Easy-Listening 70s Feminism in Potiche

03/16/2011 4:00 AM |


Potiche

Directed by Francois Ozon


Meticulously lite, Francois Ozon’s 1977-set retro romp prides itself on taking none of its pop feminism seriously enough to mean much or offend. Traipse along with Catherine Deneuve—as Suzanne, a factory owner’s trophy wife given the reins during labor strife—and a cast of luxuriantly coiffed 70s action figures: Suzanne’s arrogant philandering husband (Fabrice Luchini) and his loyal secretary mistress, a spiteful conservative daughter, an artsy lefty son. Ozon’s snappily edited adaptation of the original play tracks Suzanne’s presto transformation, finding easy laughs in fun-with-chauvinism (especially during her verse-scribbling housewife stage) before marking time with family-business intrigue and limp romantic farce.

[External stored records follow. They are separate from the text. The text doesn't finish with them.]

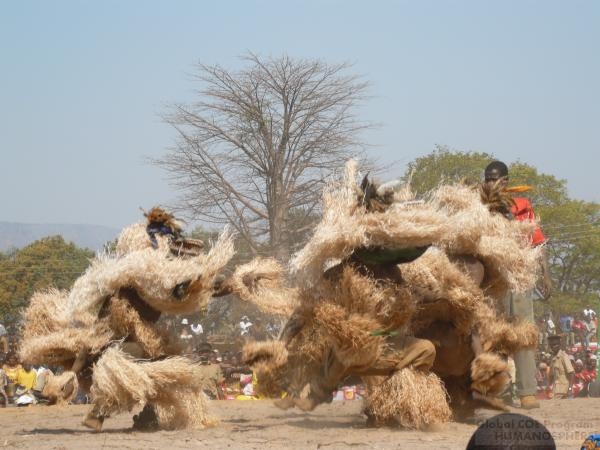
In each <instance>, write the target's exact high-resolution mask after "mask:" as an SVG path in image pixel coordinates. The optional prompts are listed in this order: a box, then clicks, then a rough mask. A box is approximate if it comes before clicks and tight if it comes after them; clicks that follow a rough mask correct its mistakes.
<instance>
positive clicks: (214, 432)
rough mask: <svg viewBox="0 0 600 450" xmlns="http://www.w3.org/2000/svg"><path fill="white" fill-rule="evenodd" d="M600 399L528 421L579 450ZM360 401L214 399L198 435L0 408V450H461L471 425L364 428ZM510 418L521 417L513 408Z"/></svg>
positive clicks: (363, 423) (79, 409) (64, 413)
mask: <svg viewBox="0 0 600 450" xmlns="http://www.w3.org/2000/svg"><path fill="white" fill-rule="evenodd" d="M599 407H600V402H599V401H598V400H597V399H575V400H554V401H544V402H542V407H541V408H540V409H538V410H534V411H533V412H531V413H530V414H529V415H530V416H532V417H534V418H536V419H537V420H539V421H540V422H542V423H543V424H544V425H545V426H546V427H547V428H548V430H549V431H550V432H551V433H552V435H553V437H554V439H555V441H556V444H557V447H558V448H564V449H574V448H579V447H580V445H581V443H582V442H583V440H584V439H585V437H586V436H587V435H589V434H590V433H592V432H598V431H600V408H599ZM360 408H361V402H360V401H348V402H333V403H331V404H329V405H322V406H319V407H318V408H317V409H316V410H315V411H313V412H311V413H304V412H301V411H297V410H289V411H282V410H279V409H277V408H276V407H275V406H273V404H272V403H271V401H213V402H211V403H210V410H211V412H212V413H213V415H214V416H216V417H217V418H218V419H219V420H220V423H219V425H217V426H215V427H213V428H208V429H204V430H197V431H159V432H134V431H130V429H129V428H130V426H131V424H132V415H130V414H120V415H118V416H115V417H112V418H110V419H107V420H106V422H105V427H104V431H103V432H102V433H94V432H91V431H89V430H88V429H86V428H84V427H83V426H81V425H80V423H81V420H82V418H83V416H84V414H85V411H86V410H87V406H65V407H58V406H31V407H23V408H16V407H9V408H4V409H0V424H1V430H2V431H1V434H0V448H18V449H39V448H43V449H56V450H59V449H60V450H62V449H86V450H93V449H145V450H152V449H160V450H165V449H167V450H175V449H188V448H209V449H225V448H230V449H261V450H269V449H280V448H285V449H286V450H290V449H327V450H330V449H331V450H333V449H340V448H353V449H362V448H374V449H388V448H402V449H420V448H422V449H431V448H435V449H464V448H465V446H466V445H467V442H468V441H469V438H470V436H471V434H472V433H473V431H474V430H475V429H476V426H475V425H466V424H458V423H449V424H447V425H445V426H444V427H443V428H442V429H441V430H438V431H435V432H418V431H402V430H397V429H389V428H382V429H370V428H365V426H364V418H363V416H362V415H361V414H360ZM514 412H521V411H519V410H518V409H515V410H514Z"/></svg>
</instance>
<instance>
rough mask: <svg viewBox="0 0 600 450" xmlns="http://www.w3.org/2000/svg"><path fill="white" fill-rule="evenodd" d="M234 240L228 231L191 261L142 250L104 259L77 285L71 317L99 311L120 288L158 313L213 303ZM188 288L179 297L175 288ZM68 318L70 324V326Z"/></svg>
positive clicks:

Diverting the eye with candy colors, attractive actors and iconic stars, Ozon’s film relies most upon Deneuve, selectively arch and reasonable as the plain-dealer wrangling her brood and workers. She’s there to acknowledge the silliness while making it ok to watch, her affable amusement a sure sign of the durability of her star persona. The comic stance actually softens as the story progresses, lightly sprinkled with revelations from Suzanne’s racy past and glimmers of a shifting political future. Another axiom, Gerard Depardieu, plays a Communist Party leader with a prior connection to Suzanne, and his bulky grace adds the slightest variety (in speed and body) to a uniformly outfitted movie.


You could chart cultural attitudes in the wary circling by mother and daughter (and secretary), each putting forth her own take on independence and the application of power. But a best-of-the-decade glibness lurks in the shadows, though there’s one nice moment in which betrayal is telegraphed through a change in hairstyle.